私はそこでその水をサンプルとして採取し、水質検査を行いました。その結果、大腸菌や病原菌そして油さえも検出されました。到底飲用に適した水ではありませんでした。トイレからあふれ出た汚物の対策を行わなければなりませんでした。

佐伯さんがどのようにして、 配水管も電気も無い貧しい村に清潔なトイレを設置することができたのでしょうか。
佐伯さんは、日本に帰り問題の解決策を考えました。そして佐伯さんの子供の頃のある思い出がアイデアの元となったのです。佐伯さんは山口県の農家で育ちました。子供の頃、人の排泄物を田んぼの片隅にある肥溜めの中で発酵させて堆肥に変えていました。
この肥溜めは日本で古くから用いられていました。地面に穴を堀って水瓶を埋め込み、その中に排泄された物は微生物によって分解された後、堆肥として使用されました。

そこで佐伯さんが考えたのは、もし現代的な肥溜めをモン族の村に設置し、排泄物を堆肥に変えて有効的に再利用することができたら良いのでは、ということでした。そこですぐに研究を始めたのです。

2002年より現地で実際に実験を繰り返し、そして遂に2005年にエコフレンドリートイレの第一号が出来上がったのです。
その当時から村人も参加し、熱心にトイレ設置に努力しました。そしてエコフレンドリートイレはホイプム村内および近隣の村に44カ所設置されています。
またこれから1年の間に更に23カ所のトイレを設置する予定です。
このエコフレンドリートイレの設置を推進するだけでなく、佐伯さんは村人達にトイレの作り方も指導しています。
前述の44カ所のトイレのほとんどは村人達が佐伯さんの指導の下に作リました。村人が資材を調達し、協力し合って設置したのです。

佐伯さんが推進しているのはエコフレンドリートイレだけではありません。
農業についての助言も行っています。

村人は山の斜面でトウモロコシを栽培していますが、無計画に木を切り倒して畑を広げたため、昨年の雨期の大雨により、木がなくなった斜面の土砂が崩れ、村の人家が一軒破壊される被害を受けました。

佐伯さんは村人と、どのようにしたら状況が良くなるかについて話し、山の上に木を植えることになりました。

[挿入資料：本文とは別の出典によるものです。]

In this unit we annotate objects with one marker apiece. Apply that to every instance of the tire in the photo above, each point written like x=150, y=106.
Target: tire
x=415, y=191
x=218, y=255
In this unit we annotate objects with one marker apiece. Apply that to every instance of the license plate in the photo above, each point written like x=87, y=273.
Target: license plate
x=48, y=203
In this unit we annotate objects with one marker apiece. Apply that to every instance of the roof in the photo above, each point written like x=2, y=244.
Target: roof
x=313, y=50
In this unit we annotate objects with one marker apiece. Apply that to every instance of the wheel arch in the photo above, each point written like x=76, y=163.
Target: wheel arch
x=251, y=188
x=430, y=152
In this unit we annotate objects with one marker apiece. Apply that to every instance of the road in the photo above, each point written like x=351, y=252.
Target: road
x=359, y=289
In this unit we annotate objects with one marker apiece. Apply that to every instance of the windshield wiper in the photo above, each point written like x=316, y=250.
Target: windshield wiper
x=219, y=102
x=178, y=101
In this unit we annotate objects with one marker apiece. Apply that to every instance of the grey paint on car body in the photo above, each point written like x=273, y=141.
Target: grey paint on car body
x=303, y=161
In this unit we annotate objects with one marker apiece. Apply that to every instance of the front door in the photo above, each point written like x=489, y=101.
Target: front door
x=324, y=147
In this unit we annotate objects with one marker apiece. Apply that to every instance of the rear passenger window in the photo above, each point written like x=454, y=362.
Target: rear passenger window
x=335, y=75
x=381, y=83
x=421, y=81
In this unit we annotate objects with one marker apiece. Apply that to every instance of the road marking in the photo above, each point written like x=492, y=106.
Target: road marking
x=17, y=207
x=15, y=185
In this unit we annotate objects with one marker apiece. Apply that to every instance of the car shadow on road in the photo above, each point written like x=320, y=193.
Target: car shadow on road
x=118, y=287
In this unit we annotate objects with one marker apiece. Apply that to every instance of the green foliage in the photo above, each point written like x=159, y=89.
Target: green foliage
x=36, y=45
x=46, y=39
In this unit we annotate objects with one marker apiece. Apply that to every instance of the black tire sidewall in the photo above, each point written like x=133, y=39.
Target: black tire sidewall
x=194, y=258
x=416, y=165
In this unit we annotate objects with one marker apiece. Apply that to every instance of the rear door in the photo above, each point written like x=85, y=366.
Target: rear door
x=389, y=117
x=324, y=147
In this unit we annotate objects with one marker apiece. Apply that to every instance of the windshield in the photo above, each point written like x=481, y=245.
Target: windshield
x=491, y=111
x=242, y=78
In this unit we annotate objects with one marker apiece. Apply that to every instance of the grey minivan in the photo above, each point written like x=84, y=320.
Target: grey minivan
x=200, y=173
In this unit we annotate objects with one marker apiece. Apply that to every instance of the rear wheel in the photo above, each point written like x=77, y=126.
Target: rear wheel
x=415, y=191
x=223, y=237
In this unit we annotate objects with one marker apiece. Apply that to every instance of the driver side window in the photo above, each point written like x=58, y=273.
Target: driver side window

植林するのは収入源となる木で、ゴムの木やマンゴーなどの果樹などです。
佐伯さんと村人達は苗木小屋を作り『農業センター』と名付け、300本以上の苗木を育てています。
そしてエコフレンドリートイレからの堆肥を用いています。
今年と来年は、どの種類の木がこの地域の気候に適し、果実が良く実るかということを実験します。そして再来年より本格的に苗を植林する予定です。

佐伯さんは「なぜ苗を育てることから始めたかというと、やっぱり人はね、、、」なぜ我々は苗を育てることから始めたかというと、人は種から自分で育てた苗木というものを大事にし、世話をするもので、そこが買って来た木を植えるのと異なるところです。買って来た木であれば、育ちが悪ければ簡単に切ってしまいます。

私ができることは手助けすることだけです。
その後は村人達が自分達で道を切り開いて行かなければならないのです。
もし村人が忍耐強く、自信を持てば、明るい未来が開かれるのです。
 
以上が佐伯昭夫さんが、タイの北部の山岳少数民族の村に設置したエコフレンドリートイレの話です。